The same Feature definition supports both batch and streaming sources. Experimentation and productionization are the same for both sources. Switching from a batch source to a streaming source is as simple as a few lines of code.
Here's the same feature view definition, running as a streaming and a batch feature.
The single biggest source of failure in real-time ML is the gap between how a feature is computed for training and how it's computed at serving time. Feature Views close that gap by construction: there is a single definition, and the platform computes the training values and the online inference values against that single definition so they match. For ML teams, this means much less code to maintain and a much smoother path to production.
Better recommendations for hundreds of millions of travelers start with better features. Feature Views cut our feature code dramatically - our data scientists go faster and focus on what drives traveler value, not how to compute it.—Jules Marshall, Sr. Director of Data, Skyscanner
Get building quickly and easily with the Feature Engineering Client SDK and Genie Code. The SDK makes it simple to declare features locally in a notebook, instantly compute them correctly over historical data, and assemble a point-in-time-accurate training set.
Because Databricks co-locates feature definitions, feature data, model training, and MLflow in one environment, data scientists can move from feature idea to model experiment in a single notebook.
With Genie Code, teams can use Feature Views to run one-shot model-experimentation workflows: identifying the right data sources, generating feature ideas, and experimenting with models and data in a single notebook.
When a feature is ready for production, register it in Unity Catalog and call materialize_features. Databricks creates and manages the pipelines on your behalf, writing to the appropriate online and offline stores.
Production-ready means high-quality data, scalable infrastructure, and mission-critical reliability. Feature Views orchestrates battle-tested GA products like Lakebase and RTM under the hood, optimizing how components work together to support Feature Serving workloads. Corner cases work out of the box, such as backfilling long windows, stream features, or expiring stale rows from the online store.
For use cases where every new event should immediately change the value served to the model, Feature Views support streaming features sourced from Kafka, delivering end-to-end p99 latency of 200ms from event to online availability. A RollingWindow looks backward from each event's timestamp with millisecond resolution, so an aggregate like "sum of transactions in the last 10 minutes" is always current. Under the hood, Databricks orchestrates the components that make this fast: Spark Realtime Mode processes events continuously and updates rolling aggregates per event rather than waiting for microbatches; Lakebase serves as a streaming-optimized online store that minimizes write amplification for frequent, small upserts; and Model Serving retrieves features at inference time.
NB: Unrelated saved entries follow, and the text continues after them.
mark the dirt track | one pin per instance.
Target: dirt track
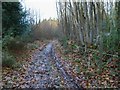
(46, 70)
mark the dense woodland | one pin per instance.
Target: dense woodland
(87, 35)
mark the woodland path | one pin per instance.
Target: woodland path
(46, 71)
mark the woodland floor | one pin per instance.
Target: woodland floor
(46, 67)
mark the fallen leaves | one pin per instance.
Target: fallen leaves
(93, 76)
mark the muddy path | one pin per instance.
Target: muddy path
(46, 70)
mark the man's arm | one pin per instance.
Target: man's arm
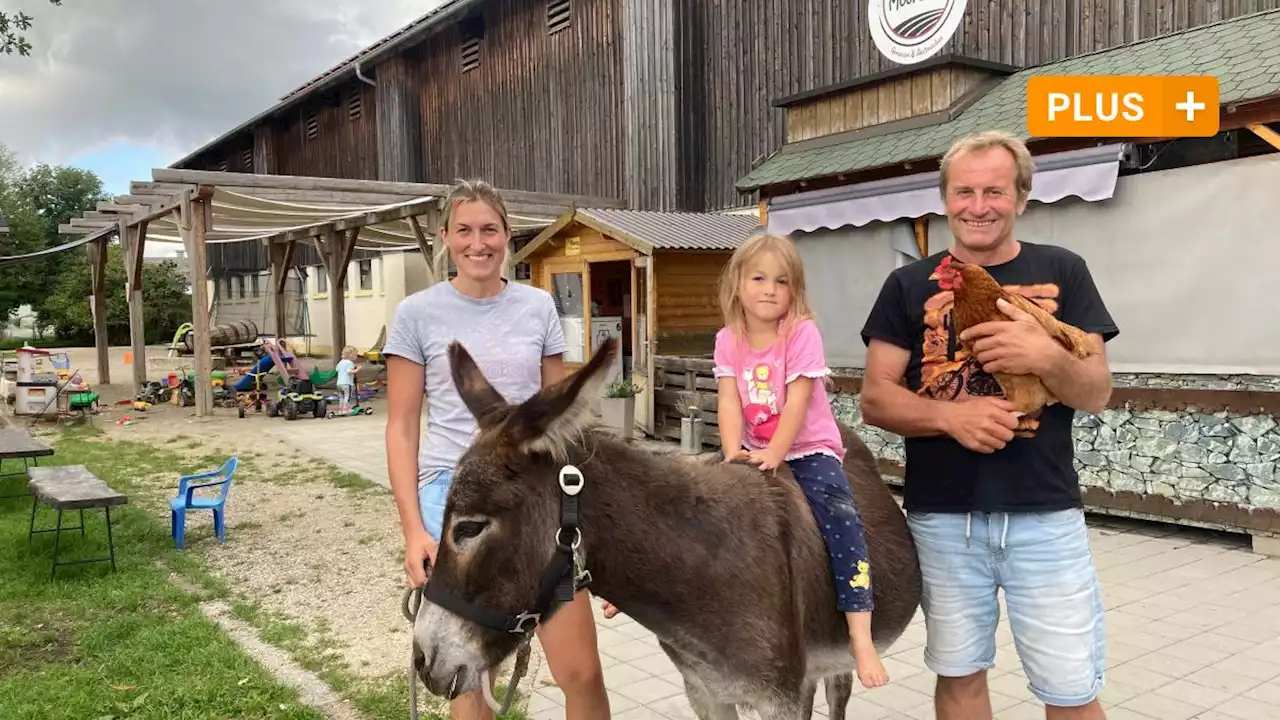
(887, 404)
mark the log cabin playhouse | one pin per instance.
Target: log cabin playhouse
(790, 109)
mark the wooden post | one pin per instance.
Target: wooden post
(922, 236)
(97, 304)
(337, 250)
(282, 255)
(398, 119)
(135, 241)
(193, 224)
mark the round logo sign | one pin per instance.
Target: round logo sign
(910, 31)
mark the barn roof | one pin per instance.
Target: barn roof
(1243, 53)
(648, 231)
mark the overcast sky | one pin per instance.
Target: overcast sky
(120, 86)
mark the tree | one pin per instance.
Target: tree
(164, 286)
(13, 27)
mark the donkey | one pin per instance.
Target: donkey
(723, 563)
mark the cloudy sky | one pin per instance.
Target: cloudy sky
(123, 86)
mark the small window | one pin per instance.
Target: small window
(560, 14)
(366, 274)
(472, 32)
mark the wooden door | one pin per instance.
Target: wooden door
(643, 341)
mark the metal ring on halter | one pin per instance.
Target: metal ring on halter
(577, 538)
(571, 490)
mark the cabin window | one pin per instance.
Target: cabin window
(558, 16)
(472, 31)
(366, 274)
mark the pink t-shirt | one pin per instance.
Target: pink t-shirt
(763, 392)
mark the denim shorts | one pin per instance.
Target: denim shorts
(1043, 564)
(430, 502)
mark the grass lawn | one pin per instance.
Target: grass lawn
(95, 645)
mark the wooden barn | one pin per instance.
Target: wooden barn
(613, 270)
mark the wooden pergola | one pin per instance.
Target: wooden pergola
(337, 215)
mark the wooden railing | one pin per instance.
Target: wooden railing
(681, 383)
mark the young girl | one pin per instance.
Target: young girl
(773, 409)
(346, 369)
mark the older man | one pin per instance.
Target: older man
(990, 511)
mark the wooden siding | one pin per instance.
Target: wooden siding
(737, 58)
(542, 112)
(686, 292)
(551, 110)
(897, 99)
(338, 145)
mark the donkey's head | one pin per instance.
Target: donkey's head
(501, 522)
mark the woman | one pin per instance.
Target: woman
(513, 333)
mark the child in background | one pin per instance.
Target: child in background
(773, 409)
(346, 369)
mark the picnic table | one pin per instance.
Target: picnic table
(72, 487)
(18, 445)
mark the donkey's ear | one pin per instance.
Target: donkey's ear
(549, 420)
(479, 396)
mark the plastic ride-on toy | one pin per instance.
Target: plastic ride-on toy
(298, 399)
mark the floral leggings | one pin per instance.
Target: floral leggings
(826, 487)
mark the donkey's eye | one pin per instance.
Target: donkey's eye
(467, 529)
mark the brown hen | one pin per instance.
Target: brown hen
(974, 294)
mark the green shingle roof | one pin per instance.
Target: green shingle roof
(1243, 53)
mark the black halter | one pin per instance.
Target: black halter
(560, 580)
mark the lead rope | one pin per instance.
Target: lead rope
(410, 605)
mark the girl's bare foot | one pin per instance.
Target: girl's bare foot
(871, 670)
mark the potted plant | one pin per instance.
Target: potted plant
(618, 406)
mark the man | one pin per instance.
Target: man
(987, 510)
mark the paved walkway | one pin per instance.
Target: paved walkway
(1193, 624)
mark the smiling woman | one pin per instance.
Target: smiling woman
(513, 333)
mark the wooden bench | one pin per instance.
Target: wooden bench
(17, 445)
(72, 487)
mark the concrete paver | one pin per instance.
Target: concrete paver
(1193, 625)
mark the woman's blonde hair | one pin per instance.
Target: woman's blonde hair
(469, 191)
(735, 272)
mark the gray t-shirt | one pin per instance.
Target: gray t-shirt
(507, 335)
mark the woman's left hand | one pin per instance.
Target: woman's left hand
(768, 459)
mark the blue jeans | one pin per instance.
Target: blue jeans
(1043, 564)
(826, 487)
(430, 502)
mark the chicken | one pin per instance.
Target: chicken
(974, 294)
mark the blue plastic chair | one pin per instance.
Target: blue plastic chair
(186, 500)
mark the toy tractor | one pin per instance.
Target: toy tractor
(298, 399)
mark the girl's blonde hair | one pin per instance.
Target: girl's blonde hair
(735, 272)
(469, 191)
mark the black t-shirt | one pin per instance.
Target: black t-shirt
(1028, 474)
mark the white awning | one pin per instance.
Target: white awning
(1089, 174)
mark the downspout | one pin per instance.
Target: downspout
(361, 76)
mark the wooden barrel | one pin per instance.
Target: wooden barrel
(233, 333)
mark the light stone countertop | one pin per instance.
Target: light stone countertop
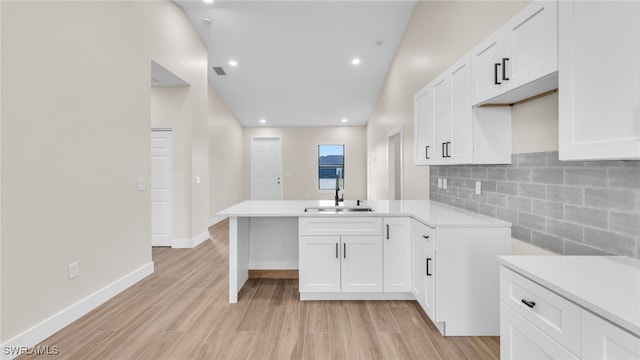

You author the rolling-window feature — the platform builds the pipeline.
Materialized Features are data, and they should be governed like data. In Databricks, Feature Views are first-class Unity Catalog objects — discoverable, access-controlled, and tracked with full lineage. Features are packaged with the model: when you log a model with MLflow, its feature dependencies are recorded, and at inference time, Model Serving automatically looks up the required features — no custom lookup code, no manual plumbing. Combined with MLflow, Model Serving, and Genie Code, Feature Views make Databricks a single place to develop, deploy, and govern your entire ML stack.
Genie Code is natively integrated with Feature Views, so data scientists can build and iterate on features from simple prompts. Ask it to add new features to a notebook, and Genie Code can generate the right code in context, using the data and governance already in Databricks.
To get started, just ask Genie to use Feature Views to build a new experiment.
It can help you define a feature, analyze importance for your dataset, build a training set, and — when you're ready for production — register and materialize it. Streaming materialization additionally requires an Enterprise-tier workspace in a region that supports Lakebase.
To learn more, check out the documentation:
Feature Views let you author a feature once and use it across experimentation, batch, and real-time serving — without operating the underlying infrastructure yourself. Take an existing batch feature and see how much stronger a signal it provides with millisecond-level freshness, and let Databricks run the pipelines that get it there.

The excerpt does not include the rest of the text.